The Sisters are a group of nomadic she-cats who roam from place to place. They have strong connections to the Earth and the spirit world. They do not allow toms to stay in their group beyond kithood.

=== Squirrelflight's Hope ===
Squirrelflight's Hope details the story of ThunderClan deputy Squirrelflight struggling with her lack of a legacy.

==== Moonlight ====
Leader of the Sisters before Snow. She died protecting her kits.

=== The Broken Code ===

==== Snow ====
Leader of the Sisters.

==Characters not in other groups==

===Tallstar's Revenge===
==== Jake ====
Friend of Tallstar. Father of Firestar and Scourge.

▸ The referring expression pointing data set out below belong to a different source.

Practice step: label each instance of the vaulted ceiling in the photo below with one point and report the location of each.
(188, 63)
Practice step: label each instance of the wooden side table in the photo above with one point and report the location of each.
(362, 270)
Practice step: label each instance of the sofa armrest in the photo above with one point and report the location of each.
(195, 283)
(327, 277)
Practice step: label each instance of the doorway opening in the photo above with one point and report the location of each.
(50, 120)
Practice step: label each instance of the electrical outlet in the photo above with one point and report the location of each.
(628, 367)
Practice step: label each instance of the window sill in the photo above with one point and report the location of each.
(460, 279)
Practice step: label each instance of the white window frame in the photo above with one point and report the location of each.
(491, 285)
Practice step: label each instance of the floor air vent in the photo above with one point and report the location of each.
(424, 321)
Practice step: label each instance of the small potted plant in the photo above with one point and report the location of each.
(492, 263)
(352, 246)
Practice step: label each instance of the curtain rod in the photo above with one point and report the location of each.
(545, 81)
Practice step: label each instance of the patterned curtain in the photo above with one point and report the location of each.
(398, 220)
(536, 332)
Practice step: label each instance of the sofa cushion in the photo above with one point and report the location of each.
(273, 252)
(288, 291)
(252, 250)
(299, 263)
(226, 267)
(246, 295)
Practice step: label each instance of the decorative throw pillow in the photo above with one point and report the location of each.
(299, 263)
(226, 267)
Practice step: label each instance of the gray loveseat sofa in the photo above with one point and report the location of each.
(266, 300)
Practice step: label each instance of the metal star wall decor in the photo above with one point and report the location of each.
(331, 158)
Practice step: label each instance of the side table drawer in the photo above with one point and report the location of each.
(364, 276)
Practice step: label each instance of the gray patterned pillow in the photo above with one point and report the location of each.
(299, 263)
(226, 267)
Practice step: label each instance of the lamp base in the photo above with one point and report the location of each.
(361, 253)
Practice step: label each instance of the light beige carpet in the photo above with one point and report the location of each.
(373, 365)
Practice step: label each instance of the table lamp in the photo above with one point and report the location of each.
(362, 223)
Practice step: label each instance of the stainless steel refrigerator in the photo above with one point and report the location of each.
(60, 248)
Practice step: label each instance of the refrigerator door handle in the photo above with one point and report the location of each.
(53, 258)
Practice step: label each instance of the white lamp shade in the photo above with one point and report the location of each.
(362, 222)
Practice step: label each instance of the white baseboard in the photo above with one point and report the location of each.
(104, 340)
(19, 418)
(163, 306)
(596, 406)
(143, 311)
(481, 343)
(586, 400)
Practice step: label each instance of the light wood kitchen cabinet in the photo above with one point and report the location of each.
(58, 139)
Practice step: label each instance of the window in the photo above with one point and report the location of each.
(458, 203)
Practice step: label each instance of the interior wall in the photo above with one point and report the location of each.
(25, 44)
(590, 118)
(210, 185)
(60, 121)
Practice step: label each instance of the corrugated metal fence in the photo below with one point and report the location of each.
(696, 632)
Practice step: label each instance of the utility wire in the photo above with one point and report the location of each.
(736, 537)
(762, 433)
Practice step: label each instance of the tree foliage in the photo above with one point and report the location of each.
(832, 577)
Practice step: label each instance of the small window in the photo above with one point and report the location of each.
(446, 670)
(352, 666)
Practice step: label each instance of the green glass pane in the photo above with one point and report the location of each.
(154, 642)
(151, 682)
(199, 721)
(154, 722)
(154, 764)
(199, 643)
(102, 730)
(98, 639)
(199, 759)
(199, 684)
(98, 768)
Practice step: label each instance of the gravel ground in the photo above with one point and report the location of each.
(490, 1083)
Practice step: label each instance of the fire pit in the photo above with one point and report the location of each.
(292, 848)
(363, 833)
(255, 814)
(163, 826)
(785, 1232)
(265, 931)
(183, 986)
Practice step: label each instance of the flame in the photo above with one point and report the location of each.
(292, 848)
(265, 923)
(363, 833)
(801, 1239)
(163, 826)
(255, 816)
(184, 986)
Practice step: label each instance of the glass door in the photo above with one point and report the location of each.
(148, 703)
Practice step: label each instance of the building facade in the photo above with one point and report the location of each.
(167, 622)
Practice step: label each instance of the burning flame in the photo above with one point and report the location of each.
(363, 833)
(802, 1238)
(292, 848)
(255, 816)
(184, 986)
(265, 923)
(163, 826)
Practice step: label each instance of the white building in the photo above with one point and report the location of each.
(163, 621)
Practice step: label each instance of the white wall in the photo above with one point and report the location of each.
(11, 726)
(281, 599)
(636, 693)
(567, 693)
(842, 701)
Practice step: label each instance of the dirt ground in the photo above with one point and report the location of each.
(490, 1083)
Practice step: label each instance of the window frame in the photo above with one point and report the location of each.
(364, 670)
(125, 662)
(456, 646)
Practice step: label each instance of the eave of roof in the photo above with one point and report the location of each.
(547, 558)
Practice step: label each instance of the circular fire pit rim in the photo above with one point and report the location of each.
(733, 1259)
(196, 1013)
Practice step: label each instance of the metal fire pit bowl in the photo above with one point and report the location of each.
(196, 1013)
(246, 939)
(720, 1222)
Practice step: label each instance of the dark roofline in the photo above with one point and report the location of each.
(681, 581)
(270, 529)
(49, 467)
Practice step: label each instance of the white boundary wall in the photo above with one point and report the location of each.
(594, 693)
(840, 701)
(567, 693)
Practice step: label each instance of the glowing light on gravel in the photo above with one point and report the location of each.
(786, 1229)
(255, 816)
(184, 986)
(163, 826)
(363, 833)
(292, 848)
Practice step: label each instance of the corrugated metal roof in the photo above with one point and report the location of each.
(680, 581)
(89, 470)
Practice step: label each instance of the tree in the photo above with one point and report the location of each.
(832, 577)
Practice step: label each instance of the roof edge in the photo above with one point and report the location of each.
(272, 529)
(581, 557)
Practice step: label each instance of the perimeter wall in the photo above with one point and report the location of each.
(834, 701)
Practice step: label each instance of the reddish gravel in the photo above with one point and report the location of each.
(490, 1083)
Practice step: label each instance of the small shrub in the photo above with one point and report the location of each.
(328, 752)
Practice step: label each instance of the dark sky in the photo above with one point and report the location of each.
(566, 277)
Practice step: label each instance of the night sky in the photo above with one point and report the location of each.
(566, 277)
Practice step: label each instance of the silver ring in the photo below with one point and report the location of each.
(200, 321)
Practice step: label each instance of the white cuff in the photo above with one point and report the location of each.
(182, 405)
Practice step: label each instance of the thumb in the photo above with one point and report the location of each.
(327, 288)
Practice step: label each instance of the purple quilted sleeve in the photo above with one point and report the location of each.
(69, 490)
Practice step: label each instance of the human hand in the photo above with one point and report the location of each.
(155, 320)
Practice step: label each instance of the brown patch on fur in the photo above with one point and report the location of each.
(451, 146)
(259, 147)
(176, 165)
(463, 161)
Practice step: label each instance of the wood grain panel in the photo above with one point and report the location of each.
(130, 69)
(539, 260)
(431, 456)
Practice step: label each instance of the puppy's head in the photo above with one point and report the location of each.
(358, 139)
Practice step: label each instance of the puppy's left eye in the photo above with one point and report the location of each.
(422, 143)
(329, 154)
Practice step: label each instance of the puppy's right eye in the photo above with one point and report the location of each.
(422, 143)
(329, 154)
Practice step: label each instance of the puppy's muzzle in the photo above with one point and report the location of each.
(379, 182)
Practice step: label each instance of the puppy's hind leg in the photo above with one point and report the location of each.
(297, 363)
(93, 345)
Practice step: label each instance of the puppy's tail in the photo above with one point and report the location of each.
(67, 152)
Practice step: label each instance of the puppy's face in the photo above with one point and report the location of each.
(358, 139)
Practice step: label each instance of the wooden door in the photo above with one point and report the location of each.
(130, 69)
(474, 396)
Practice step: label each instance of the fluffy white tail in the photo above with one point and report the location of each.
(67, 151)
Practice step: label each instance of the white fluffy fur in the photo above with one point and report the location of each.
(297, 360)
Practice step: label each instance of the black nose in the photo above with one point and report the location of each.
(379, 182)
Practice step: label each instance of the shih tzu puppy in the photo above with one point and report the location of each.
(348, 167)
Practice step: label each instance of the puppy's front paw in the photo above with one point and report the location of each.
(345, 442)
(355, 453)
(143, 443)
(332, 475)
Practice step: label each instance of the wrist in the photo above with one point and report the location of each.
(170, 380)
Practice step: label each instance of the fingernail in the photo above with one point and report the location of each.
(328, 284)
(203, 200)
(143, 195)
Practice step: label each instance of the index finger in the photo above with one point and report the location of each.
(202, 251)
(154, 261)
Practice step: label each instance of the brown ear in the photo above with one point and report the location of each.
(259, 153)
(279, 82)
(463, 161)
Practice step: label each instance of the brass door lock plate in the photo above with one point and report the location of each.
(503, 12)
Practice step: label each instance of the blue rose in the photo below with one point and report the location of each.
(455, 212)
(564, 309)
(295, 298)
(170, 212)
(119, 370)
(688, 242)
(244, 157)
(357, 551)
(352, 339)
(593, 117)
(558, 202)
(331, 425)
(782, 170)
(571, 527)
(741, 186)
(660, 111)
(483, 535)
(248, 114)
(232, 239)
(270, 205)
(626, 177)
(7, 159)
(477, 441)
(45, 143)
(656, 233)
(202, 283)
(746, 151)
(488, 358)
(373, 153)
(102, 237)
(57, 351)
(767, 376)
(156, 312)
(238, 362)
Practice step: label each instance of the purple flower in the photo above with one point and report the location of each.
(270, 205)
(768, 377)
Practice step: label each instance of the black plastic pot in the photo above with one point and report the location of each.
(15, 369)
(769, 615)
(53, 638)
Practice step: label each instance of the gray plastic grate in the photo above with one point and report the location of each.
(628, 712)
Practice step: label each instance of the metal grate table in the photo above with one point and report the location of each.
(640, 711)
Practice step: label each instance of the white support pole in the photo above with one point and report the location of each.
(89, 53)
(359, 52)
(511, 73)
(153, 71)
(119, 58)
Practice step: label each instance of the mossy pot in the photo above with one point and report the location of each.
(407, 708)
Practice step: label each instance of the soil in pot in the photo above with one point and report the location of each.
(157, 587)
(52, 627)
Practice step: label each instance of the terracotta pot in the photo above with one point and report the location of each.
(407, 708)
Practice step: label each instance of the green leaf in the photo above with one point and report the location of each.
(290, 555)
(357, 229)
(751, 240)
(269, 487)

===The Prophecies Begin===
====Barley====

Lived on a farm with Ravenpaw. He was a former member of BloodClan.

====Ravenpaw====
A former ThunderClan apprentice who came to live on a farm with Barley after fleeing ThunderClan in fear of being killed by the first Tigerstar after witnessing the latter's crimes. He was the protagonist of the manga trilogy Ravenpaw's Path, which consists of Shattered Peace, A Clan in Need, and The Heart of a Warrior.

=== The New Prophecy ===
====Midnight====
Badger who has existed since the dawn of time. She informs the journeying protagonists of The New Prophecy of their forest home's imminent destruction and instructs them on how to find a new home. Unlike other badgers, who cannot communicate with cats, Midnight can speak to cats, as well as rabbits, foxes, and other badgers.

====Sharptooth====
Mountain lion who lived in the mountains and terrorized the Tribe of Rushing Water. He was killed by Feathertail.

===Power of Three===

==== Rock ====
Hairless and blind cat who has existed since the dawn of time. Guides the Clans' destinies.

====Sol====
Formerly a house cat named Harry. After a bad experience with SkyClan at their gorge camp, Sol decided to find the lake Clans and try to disband them.

===A Vision of Shadows===
====Darktail====
Onestar's illegitimate and bitter son. Leader of a group of cats who attacked the Clans and tried to disband them.